Fifty-five years ago, 5-year-old Kadoura fled with his family from their home near Haifa as the nascent Israeli army fought to establish the state of Israel. After a hellish journey, the boy arrived in far-away Iraq and found himself living in a refugee tent. Three thousand Palestinians made it to Iraq after the 1948 war. There are no accurate statistics about the population now, but estimates vary between 35,000 and 70,000.
Now, Kadoura is nursing his chest wounds under canvas and wishing he could leave the country that has suddenly turned hostile.
Like all Palestinians in Hussein's Iraq, Kadoura found himself both courted by the government and manipulated by it. Until about a year ago, for example, it was illegal for Palestinians to own a home or a car. At the same time, the government allocated them housing and paid their reluctant landlords negligible rent. Kadoura lived in a house belonging to a Shia Iraqi, many of whom were persecuted under the Hussein regime. The government paid the owner $5 per year on Kadoura's behalf.
"Two days after the American forces entered Baghdad, he gave me three days to leave," said Kadoura, a former member of Hussein's ruling Baath party. After 15 years of being forced to accept the insulting rent, the landlord told Kadoura he'd better be gone or he and seven of his armed friends would be around to facilitate Kadoura's move. On the third day, as Kadoura packed, a Shia neighbor who no longer could hold back his resentment came to Kadoura's front gate with his ceremonial Shia knife. He "came with his big knife and kicked the gate and stabbed me twice," Kadoura said. "I don't think he has any humanity. I am an old man. I never did anyone any harm."
But the Iraqi man's words to Kadoura left little doubt about why he was treating his Palestinian neighbor to such a goodbye: "You have no protection now."
Posted by:Steve

#3  Gee, I can't imagine why Iraqis would have a problem with a group of people who worshipped Saddam. Collaborators? Say it ain't so...I'd also hate to be a Syrian "volunteer" in Iraq these days...bad juju...

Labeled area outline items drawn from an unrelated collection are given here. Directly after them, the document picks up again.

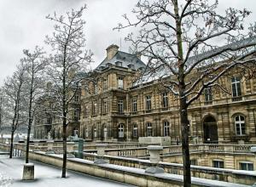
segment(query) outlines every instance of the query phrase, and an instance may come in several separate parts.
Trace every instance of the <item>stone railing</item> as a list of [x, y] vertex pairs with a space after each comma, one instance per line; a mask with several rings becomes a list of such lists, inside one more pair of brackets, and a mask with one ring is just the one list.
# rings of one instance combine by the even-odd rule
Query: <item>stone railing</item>
[[[84, 159], [95, 161], [96, 154], [84, 153]], [[148, 160], [137, 158], [125, 158], [120, 156], [112, 156], [105, 155], [102, 158], [110, 164], [131, 167], [135, 168], [146, 169], [152, 167]], [[160, 162], [159, 167], [164, 168], [165, 172], [172, 174], [183, 175], [183, 164], [169, 163]], [[256, 181], [255, 172], [241, 171], [235, 169], [214, 168], [210, 167], [200, 167], [191, 165], [192, 177], [202, 178], [207, 179], [218, 179], [220, 181], [237, 183], [242, 184], [253, 184]]]
[[[45, 155], [44, 152], [32, 152], [30, 159], [37, 162], [61, 167], [62, 158], [58, 155]], [[146, 162], [146, 161], [144, 161]], [[150, 162], [148, 161], [148, 166]], [[160, 167], [162, 164], [160, 163]], [[158, 173], [152, 174], [145, 172], [145, 169], [139, 167], [131, 167], [119, 166], [111, 163], [96, 164], [94, 162], [79, 159], [68, 158], [67, 162], [67, 168], [69, 170], [77, 171], [82, 173], [86, 173], [92, 176], [96, 176], [107, 179], [115, 180], [121, 183], [126, 183], [137, 186], [183, 186], [183, 176], [178, 174]], [[243, 175], [244, 178], [244, 175]], [[251, 178], [243, 180], [248, 184], [252, 184]], [[255, 178], [253, 178], [255, 179]], [[192, 178], [192, 186], [216, 186], [225, 187], [243, 187], [244, 185], [228, 183], [223, 181], [210, 180], [200, 178]]]
[[[198, 150], [205, 150], [207, 149], [212, 149], [213, 150], [221, 150], [222, 146], [208, 146], [209, 144], [205, 144], [199, 146], [200, 149], [195, 148], [196, 151]], [[32, 150], [33, 146], [31, 146]], [[45, 146], [43, 146], [44, 149], [45, 149]], [[176, 146], [176, 148], [178, 146]], [[236, 146], [229, 146], [228, 150], [230, 150], [230, 148], [235, 147], [241, 147], [241, 145], [236, 145]], [[248, 147], [245, 146], [245, 148], [242, 149], [242, 151], [245, 151], [244, 150], [248, 149]], [[251, 145], [250, 145], [251, 147]], [[54, 149], [54, 146], [52, 147]], [[1, 144], [0, 144], [1, 150], [9, 150], [9, 146]], [[15, 150], [20, 153], [20, 156], [24, 156], [25, 145], [23, 144], [15, 144]], [[179, 149], [179, 148], [178, 148]], [[193, 149], [193, 148], [191, 148]], [[240, 149], [240, 150], [241, 150]], [[131, 150], [134, 150], [134, 149], [131, 149]], [[145, 151], [143, 148], [138, 148], [138, 150]], [[35, 155], [37, 151], [32, 151], [30, 155]], [[108, 153], [108, 150], [105, 150], [104, 156], [102, 156], [102, 159], [107, 161], [108, 163], [119, 166], [119, 167], [134, 167], [137, 169], [146, 169], [147, 167], [152, 167], [152, 163], [148, 160], [142, 160], [137, 158], [128, 158], [128, 157], [122, 157], [122, 156], [109, 156], [109, 152]], [[95, 161], [97, 158], [97, 155], [96, 153], [84, 153], [83, 158], [84, 160], [89, 161]], [[183, 165], [177, 164], [177, 163], [169, 163], [169, 162], [160, 162], [159, 167], [162, 167], [166, 173], [172, 173], [172, 174], [183, 174]], [[200, 166], [191, 166], [191, 174], [193, 177], [197, 178], [202, 178], [207, 179], [218, 179], [224, 182], [231, 182], [231, 183], [238, 183], [238, 184], [253, 184], [254, 181], [256, 181], [256, 173], [255, 172], [245, 172], [245, 171], [239, 171], [239, 170], [234, 170], [234, 169], [222, 169], [222, 168], [213, 168], [209, 167], [200, 167]]]
[[[5, 143], [5, 141], [3, 142]], [[62, 143], [51, 143], [51, 150], [55, 153], [62, 152]], [[24, 143], [15, 143], [15, 149], [23, 150]], [[124, 157], [140, 157], [148, 158], [149, 154], [147, 150], [148, 144], [108, 144], [106, 147], [106, 154], [115, 156]], [[190, 153], [196, 152], [230, 152], [230, 153], [249, 153], [253, 144], [191, 144], [189, 145]], [[49, 150], [48, 142], [33, 142], [30, 144], [31, 150], [47, 151]], [[78, 150], [78, 144], [75, 144], [74, 150]], [[86, 153], [96, 153], [95, 144], [84, 145], [84, 151]], [[163, 156], [172, 156], [172, 155], [181, 155], [181, 145], [164, 146], [160, 152]]]

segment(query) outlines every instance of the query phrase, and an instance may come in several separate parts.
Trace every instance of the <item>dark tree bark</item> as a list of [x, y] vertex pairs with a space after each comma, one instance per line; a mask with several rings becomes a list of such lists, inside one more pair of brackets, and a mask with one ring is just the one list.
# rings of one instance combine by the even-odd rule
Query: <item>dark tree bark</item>
[[125, 37], [134, 54], [148, 59], [142, 80], [157, 78], [179, 99], [184, 186], [191, 186], [188, 107], [205, 88], [226, 91], [218, 80], [236, 67], [255, 76], [256, 25], [243, 31], [250, 11], [230, 8], [223, 15], [218, 4], [217, 0], [138, 0], [132, 10], [137, 20], [124, 14], [126, 24], [114, 28], [142, 28]]

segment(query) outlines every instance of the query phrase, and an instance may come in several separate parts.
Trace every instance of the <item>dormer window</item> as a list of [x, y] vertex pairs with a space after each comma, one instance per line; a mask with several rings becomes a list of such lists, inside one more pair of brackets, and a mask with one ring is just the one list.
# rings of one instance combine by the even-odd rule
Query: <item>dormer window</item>
[[123, 77], [119, 77], [118, 78], [118, 88], [119, 89], [124, 89], [124, 78]]
[[111, 63], [107, 63], [107, 64], [106, 64], [106, 67], [110, 67], [111, 65], [112, 65]]
[[143, 68], [143, 67], [140, 67], [140, 68], [138, 68], [138, 70], [139, 70], [139, 71], [144, 71], [144, 70], [145, 70], [145, 68]]
[[131, 69], [134, 69], [134, 65], [132, 65], [132, 64], [129, 64], [127, 66]]
[[117, 66], [122, 66], [122, 62], [118, 61], [118, 62], [115, 63], [115, 65]]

Posted by: R. McLeod   2003-05-07 03:59:05  

#2  The Israelis tried to get the local Arab population to stay in Israel, but their leaders told them they needed to leave. They promised them they would return "in a few days, once Israel is crushed". It's been 55 years, and the Arabs are still trying to crush Israel. The biggest share of guilt belongs to the Mufti of Jerusalem in 1948. The Paleostinians also deserve a large share of the blame, for never even attempting to integrate into local communities. The only difference between the Paleos and the other Arabs in the region is their place of birth. Now, only about one in ten was born in Palestine before 1948. They need to stop this constant delusion of "return" and get on with living.
Posted by: Old Patriot   2003-05-06 18:56:14  

#1  Tough noogies, guys! What goes around comes around.

(I shouldn't feel this way, really, but I remember the Palestinians cheering on 9/11. Can't get the sympathy meter off zero, I really can't.)